Addition chemistries are widely used in preparing biological conjugates, and in particular, maleimide-thiol adducts have been widely employed. Here, we show that the resulting succinimide thioether formed by the Michael-type addition of thiols to N-ethylmaleimide (NEM), generally accepted as stable, undergoes retro and exchange reactions in the presence of other thiol compounds at physiological pH and temperature, offering a novel strategy for controlled release. Model studies ((1)H NMR, HPLC) of NEM conjugated to 4-mercaptophenylacetic acid (MPA), N-acetylcysteine, or 3-mercaptopropionic acid (MP) incubated with glutathione showed half-lives of conversion from 20 to 80 h, with extents of conversion from 20% to 90% for MPA and N-acetylcysteine conjugates. After ring-opening, the resultant succinimide thioether did not show retro and exchange reactions. The kinetics of the retro reactions and extent of exchange can be modulated by the Michael donor's reactivity; therefore, the degradation of maleimide-thiol adducts could be tuned for controlled release of drugs or degradation of materials at time scales different than those currently possible via disulfide-mediated release. Such approaches may find a new niche for controlled release in reducing environments relevant in chemotherapy and subcellular trafficking.

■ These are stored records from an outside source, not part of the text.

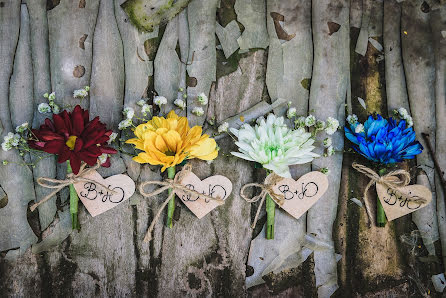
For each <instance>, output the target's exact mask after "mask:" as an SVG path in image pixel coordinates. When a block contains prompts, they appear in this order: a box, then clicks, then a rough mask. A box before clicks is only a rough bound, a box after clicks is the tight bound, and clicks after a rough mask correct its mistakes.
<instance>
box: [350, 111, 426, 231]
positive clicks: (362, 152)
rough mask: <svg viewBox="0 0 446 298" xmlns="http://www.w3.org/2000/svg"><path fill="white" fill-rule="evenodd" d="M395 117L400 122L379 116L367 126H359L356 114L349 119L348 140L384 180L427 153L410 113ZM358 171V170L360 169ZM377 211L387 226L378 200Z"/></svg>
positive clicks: (370, 119)
mask: <svg viewBox="0 0 446 298" xmlns="http://www.w3.org/2000/svg"><path fill="white" fill-rule="evenodd" d="M394 114H395V115H396V116H399V118H400V120H399V121H397V120H395V119H393V118H392V117H390V118H389V120H387V119H384V118H383V117H382V116H381V115H379V114H378V115H376V117H374V116H372V115H370V116H369V117H368V119H367V121H365V122H364V123H363V124H362V123H359V122H358V117H357V116H356V115H354V114H353V115H349V116H348V117H347V122H348V125H346V126H345V136H346V137H347V139H349V140H350V141H351V142H352V148H353V149H354V150H355V151H356V152H358V153H359V154H361V155H362V156H364V157H365V158H367V159H368V160H370V161H372V162H374V163H375V167H376V168H377V169H378V174H379V176H381V177H383V175H384V174H386V171H387V167H388V166H389V165H394V164H395V163H397V162H401V161H403V160H406V159H413V158H415V156H416V155H417V154H420V153H421V152H422V150H423V147H422V146H421V144H420V143H419V142H418V141H417V140H416V136H415V131H414V130H413V128H412V125H413V123H412V118H411V117H410V116H409V115H408V113H407V111H406V110H405V109H403V108H401V109H399V110H398V111H395V112H394ZM354 166H355V165H354ZM355 168H356V169H358V166H356V167H355ZM364 168H365V167H364ZM358 170H359V171H361V170H360V169H358ZM366 171H367V170H366ZM362 172H363V171H362ZM363 173H364V172H363ZM366 175H367V174H366ZM407 175H408V174H407ZM409 180H410V178H409ZM372 182H374V180H373V179H372V180H371V182H370V183H372ZM370 183H369V186H368V187H367V188H366V191H365V196H366V193H367V190H368V188H369V187H370V186H371V185H370ZM366 206H367V204H366ZM376 211H377V212H376V222H377V226H379V227H383V226H385V224H386V221H387V219H386V214H385V213H384V209H383V206H382V204H381V202H380V200H377V210H376ZM368 213H369V217H370V212H369V211H368Z"/></svg>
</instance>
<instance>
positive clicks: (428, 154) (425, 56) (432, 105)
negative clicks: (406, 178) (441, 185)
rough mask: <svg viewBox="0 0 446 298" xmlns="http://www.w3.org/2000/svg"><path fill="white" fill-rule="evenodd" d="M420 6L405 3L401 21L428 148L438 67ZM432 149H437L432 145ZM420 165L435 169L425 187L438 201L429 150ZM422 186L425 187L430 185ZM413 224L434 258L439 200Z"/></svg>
mask: <svg viewBox="0 0 446 298" xmlns="http://www.w3.org/2000/svg"><path fill="white" fill-rule="evenodd" d="M420 5H421V1H418V0H417V1H405V2H404V3H403V11H402V17H401V21H402V22H401V28H402V31H403V33H402V35H401V39H402V47H403V49H402V51H403V61H404V70H405V74H406V81H407V90H408V94H409V102H410V109H411V111H412V117H413V122H414V129H415V131H416V132H417V139H418V140H419V141H420V142H421V143H422V144H423V146H424V147H425V148H426V144H425V143H424V141H423V138H422V137H421V133H422V132H424V133H428V134H429V135H430V136H431V141H432V143H434V140H435V93H434V92H435V88H434V83H435V65H434V54H433V48H432V35H431V31H430V26H429V15H428V14H425V13H423V12H422V11H421V10H420ZM404 31H405V32H407V34H405V33H404ZM421 99H423V100H421ZM433 146H435V145H434V144H433ZM417 164H418V165H419V166H427V168H430V169H432V170H429V172H428V173H427V177H428V178H429V180H428V185H426V186H427V187H428V188H429V189H430V190H431V191H432V193H433V198H435V197H436V195H435V182H434V171H433V162H432V159H431V158H430V156H429V152H428V151H427V150H424V151H423V152H422V153H421V154H420V155H418V156H417ZM418 177H422V176H418ZM417 181H418V180H417ZM419 182H420V183H423V182H424V183H425V184H426V182H427V181H419ZM412 220H413V221H414V222H415V224H416V225H417V227H418V229H419V230H420V232H421V235H422V236H423V241H424V245H425V246H426V248H427V250H428V251H429V254H432V255H434V254H435V248H434V245H433V242H434V241H436V240H438V237H439V235H438V222H437V216H436V200H435V199H434V200H432V202H431V203H430V204H429V205H428V206H426V207H424V208H423V209H421V210H418V211H415V212H414V213H413V215H412Z"/></svg>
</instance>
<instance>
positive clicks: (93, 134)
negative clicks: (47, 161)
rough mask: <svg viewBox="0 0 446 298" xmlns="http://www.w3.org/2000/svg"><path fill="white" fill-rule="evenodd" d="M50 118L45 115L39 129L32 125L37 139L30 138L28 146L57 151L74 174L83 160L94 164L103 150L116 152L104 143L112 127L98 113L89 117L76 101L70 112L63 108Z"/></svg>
mask: <svg viewBox="0 0 446 298" xmlns="http://www.w3.org/2000/svg"><path fill="white" fill-rule="evenodd" d="M53 122H54V123H53ZM53 122H52V121H51V120H50V119H48V118H47V119H45V124H43V125H41V126H40V129H33V130H32V132H33V134H34V136H35V137H36V138H37V139H38V140H29V141H28V144H29V146H30V147H31V148H34V149H37V150H42V151H45V152H48V153H52V154H56V155H57V156H58V160H57V161H58V162H59V163H63V162H65V161H67V160H69V161H70V165H71V168H72V169H73V173H74V174H78V173H79V169H80V166H81V162H82V161H84V162H85V163H87V164H88V165H89V166H94V165H95V164H96V162H97V158H98V157H99V156H100V155H102V154H103V153H106V154H114V153H116V152H117V151H116V150H115V149H113V148H110V147H108V146H107V141H108V139H109V137H110V135H111V134H112V132H113V131H111V130H107V129H106V126H105V124H103V123H102V122H100V121H99V117H96V118H94V119H93V120H91V121H90V120H89V113H88V110H83V109H82V108H81V107H80V106H79V105H77V106H76V107H75V108H74V110H73V112H72V113H69V112H67V111H66V110H64V111H63V112H62V113H60V114H57V115H53ZM107 163H108V165H109V162H106V163H105V164H107Z"/></svg>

加成化学反应广泛应用于制备生物缀合物,特别是马来酰亚胺-巯基加合物已被广泛应用。在这里,我们表明,在生理 pH 值和温度下,在其他巯基化合物存在的情况下,通过硫醇与 N-乙基马来酰亚胺(NEM)的迈克尔型加成形成的顺丁烯二酰亚胺硫醚会发生反式和交换反应,为控制释放提供了一种新策略。对与 4-巯基苯乙酸(MPA)、N-乙酰半胱氨酸或 3-巯基丙酸(MP)偶联的 NEM 的模型研究(1H NMR、HPLC),在与谷胱甘肽孵育时显示出从 20 到 80 小时的转化半衰期,MPA 和 N-乙酰半胱氨酸缀合物的转化率从 20%到 90%不等。开环后,所得的顺丁烯二酰亚胺硫醚不会发生反式和交换反应。反式反应的动力学和交换程度可以通过迈克尔供体的反应性来调节;因此,可以调整马来酰亚胺-巯基加合物的降解,以实现药物的控制释放或在不同于目前通过二硫键介导释放的时间尺度上的材料降解。此类方法可能会在与化疗和亚细胞运输相关的还原环境中为控制释放找到新的应用领域。